The 5-year grant is funded by the NIH StrokeNet, which facilitates the development of large multi-site clinical trials and research studies to advance prevention, acute treatment, recovery for stroke. The U has been a regional coordinating center for over a decade and Richards has served on the leadership team for the center the entire time.
For this particular grant, she’s a co-investigator working with leading researchers at University of California Los Angeles. First the UCLA team completed a randomized trial that found patients’ upper extremity function significantly improved when they completed an intensive home-based practice with VR devices. Now they want to explore the economic impacts of using VR for telerehabilitation in addition to the usual care that stroke patients receive.
Telehealth increases access to rehabilitation therapy and can be a game changer in improving post-stroke motor function. A recent study of more than 23,000 U.S. patients who had a stroke in the last 30 days revealed that 59% had not seen an occupational or physical therapist at all—and Medicare is limited for these services.
Stroke care is expensive, and telerehabilitation may give patients better results and be cheaper than the usual therapy they’d receive in a clinical setting. In addition, it would increase access for those living far from rehabilitation clinic or have transportation challenges.
Along with the VR game component, therapists can interact with patients through videoconferencing, and provide treatment plans and remote assessments online. Another plus is that the game aspect of telerehabilitation with VR is often more motivating and fun than traditional therapy.
“We have so much tech in our homes already and there’s nothing super fancy about these devices,” Richards said. “It will connect to their TV with Wii-type controllers. It will cost something like a PlayStation and it’s likely that if we can show it’s effective, insurance may cover it in the future.”
For this study, the team will recruit 202 stroke patients with substantial arm motor deficits and randomize them. Some will receive a 6-week course of intensive daily telerehabilitation therapy, coupled with usual care, while the others will receive only usual care. Patients will be assessed until eight months after randomization, with the goal of determining if telerehabilitation creates better functional outcomes.
In a rehab setting, task practice is essential to force neuroplasticity of the brain. Virtual reality is appealing because it gamifies this practice, making it easier for patients to pay attention. That might motivate them to spend more hours practicing either in the hospital or at home, which can accelerate their motor skills recovery.

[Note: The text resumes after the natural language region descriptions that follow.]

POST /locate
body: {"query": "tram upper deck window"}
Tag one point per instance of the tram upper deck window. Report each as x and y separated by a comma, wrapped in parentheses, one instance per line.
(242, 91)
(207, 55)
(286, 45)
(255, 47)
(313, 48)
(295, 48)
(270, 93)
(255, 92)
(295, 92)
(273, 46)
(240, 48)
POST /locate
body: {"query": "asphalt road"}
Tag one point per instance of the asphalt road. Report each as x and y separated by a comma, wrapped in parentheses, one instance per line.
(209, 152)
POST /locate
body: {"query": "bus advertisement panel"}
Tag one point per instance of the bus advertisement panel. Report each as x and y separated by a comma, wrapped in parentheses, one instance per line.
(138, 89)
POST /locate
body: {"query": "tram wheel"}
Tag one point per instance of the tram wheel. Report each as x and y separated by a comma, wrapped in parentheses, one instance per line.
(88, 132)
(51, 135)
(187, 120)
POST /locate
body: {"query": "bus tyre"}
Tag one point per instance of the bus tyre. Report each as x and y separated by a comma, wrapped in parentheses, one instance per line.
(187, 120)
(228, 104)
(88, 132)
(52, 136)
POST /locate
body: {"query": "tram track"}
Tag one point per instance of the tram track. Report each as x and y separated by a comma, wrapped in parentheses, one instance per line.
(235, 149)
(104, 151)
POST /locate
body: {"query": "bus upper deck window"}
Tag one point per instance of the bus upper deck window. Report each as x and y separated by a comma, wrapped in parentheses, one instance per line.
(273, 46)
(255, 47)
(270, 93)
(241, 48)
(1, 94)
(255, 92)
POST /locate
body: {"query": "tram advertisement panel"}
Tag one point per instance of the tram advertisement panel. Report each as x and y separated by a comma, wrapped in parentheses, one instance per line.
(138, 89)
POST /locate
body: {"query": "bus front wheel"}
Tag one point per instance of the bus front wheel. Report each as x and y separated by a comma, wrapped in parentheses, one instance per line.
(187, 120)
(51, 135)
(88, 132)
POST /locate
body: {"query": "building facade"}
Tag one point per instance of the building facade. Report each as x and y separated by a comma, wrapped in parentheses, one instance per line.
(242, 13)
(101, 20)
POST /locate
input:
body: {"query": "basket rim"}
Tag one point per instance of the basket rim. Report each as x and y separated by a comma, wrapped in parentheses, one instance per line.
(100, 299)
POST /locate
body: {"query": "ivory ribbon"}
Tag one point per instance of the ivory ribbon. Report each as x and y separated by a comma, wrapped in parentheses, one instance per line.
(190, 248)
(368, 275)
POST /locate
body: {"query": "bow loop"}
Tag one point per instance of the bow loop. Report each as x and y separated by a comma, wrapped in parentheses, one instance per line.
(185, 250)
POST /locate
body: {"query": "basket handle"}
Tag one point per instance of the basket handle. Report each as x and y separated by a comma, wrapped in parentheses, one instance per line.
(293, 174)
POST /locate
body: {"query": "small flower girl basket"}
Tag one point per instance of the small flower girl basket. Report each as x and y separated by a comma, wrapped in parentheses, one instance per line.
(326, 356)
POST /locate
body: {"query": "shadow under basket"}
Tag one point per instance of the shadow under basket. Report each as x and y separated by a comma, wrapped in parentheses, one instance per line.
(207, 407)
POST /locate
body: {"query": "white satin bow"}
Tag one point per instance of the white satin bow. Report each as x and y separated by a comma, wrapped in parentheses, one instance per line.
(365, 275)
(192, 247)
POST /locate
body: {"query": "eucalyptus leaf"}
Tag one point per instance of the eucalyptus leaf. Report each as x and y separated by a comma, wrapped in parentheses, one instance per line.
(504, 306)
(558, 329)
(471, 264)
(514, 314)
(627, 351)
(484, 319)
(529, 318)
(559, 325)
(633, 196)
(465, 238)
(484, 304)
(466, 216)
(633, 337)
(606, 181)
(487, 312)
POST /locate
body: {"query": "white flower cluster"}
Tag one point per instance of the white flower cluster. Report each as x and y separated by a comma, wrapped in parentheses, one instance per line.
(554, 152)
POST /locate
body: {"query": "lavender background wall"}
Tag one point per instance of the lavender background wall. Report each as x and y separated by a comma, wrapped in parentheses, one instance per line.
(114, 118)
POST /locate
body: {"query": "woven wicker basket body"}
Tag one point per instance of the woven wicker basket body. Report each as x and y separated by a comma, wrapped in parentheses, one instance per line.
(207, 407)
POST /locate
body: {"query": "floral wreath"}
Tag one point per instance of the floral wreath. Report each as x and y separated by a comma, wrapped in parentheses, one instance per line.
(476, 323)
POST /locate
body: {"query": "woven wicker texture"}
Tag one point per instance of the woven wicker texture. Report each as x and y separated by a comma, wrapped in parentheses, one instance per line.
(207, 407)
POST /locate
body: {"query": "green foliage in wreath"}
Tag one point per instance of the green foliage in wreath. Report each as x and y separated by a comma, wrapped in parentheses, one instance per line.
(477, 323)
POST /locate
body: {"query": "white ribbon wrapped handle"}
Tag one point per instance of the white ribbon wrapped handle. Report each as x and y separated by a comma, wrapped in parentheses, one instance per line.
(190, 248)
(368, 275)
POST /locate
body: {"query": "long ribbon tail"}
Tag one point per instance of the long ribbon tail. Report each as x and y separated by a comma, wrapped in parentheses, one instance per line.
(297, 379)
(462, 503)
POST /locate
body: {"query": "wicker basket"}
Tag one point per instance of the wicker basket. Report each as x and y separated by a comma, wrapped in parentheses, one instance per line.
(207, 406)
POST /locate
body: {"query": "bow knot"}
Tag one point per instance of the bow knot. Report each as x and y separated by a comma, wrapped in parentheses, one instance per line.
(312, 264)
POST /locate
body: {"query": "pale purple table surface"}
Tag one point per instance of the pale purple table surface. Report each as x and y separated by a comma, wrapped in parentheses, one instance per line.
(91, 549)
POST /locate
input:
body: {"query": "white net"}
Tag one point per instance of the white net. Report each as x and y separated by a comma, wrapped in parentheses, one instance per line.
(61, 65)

“I don’t think it’s a magic panacea, but it has the features that make it more fun,” Richards said. “It also has the capability for people to practice by themselves. It’s a matter of what we can get patients to do in a way that doesn’t require a lot of extra time with therapists.”
To determine whether the devices help make enough change, Richards and her team will look both at objective and holistic measures. Reducing caregiver burden can be quantified, as well as reducing healthcare utilization. But other changes will require a more subjective lens.
“Change can be vastly different depending on how much fine motor skills people use in day-to-day life,” Richards said. “Say I have a person who enters the study needing a lot of help dressing, but at the end they only need help with some fasteners. They need significantly less help, and their feelings of independence significantly increase. But you have to make sure that the scale you are using to assess outcomes can pick up such important change. Some scales that have been used in stroke research cannot measure these changes, so we are using a variety of scales to be able to detect them.”
In the end, there’s no guarantee that telerehabilitation can help stroke patients become completely independent again. But Richards and her team are optimistic that VR devices can make a difference in their quality of life and reduce the nation’s health care costs.
“The more dependent stroke patients are, the more health care they need,” she said. “If we can reduce caregiver burden, we might decrease health care utilization as well.”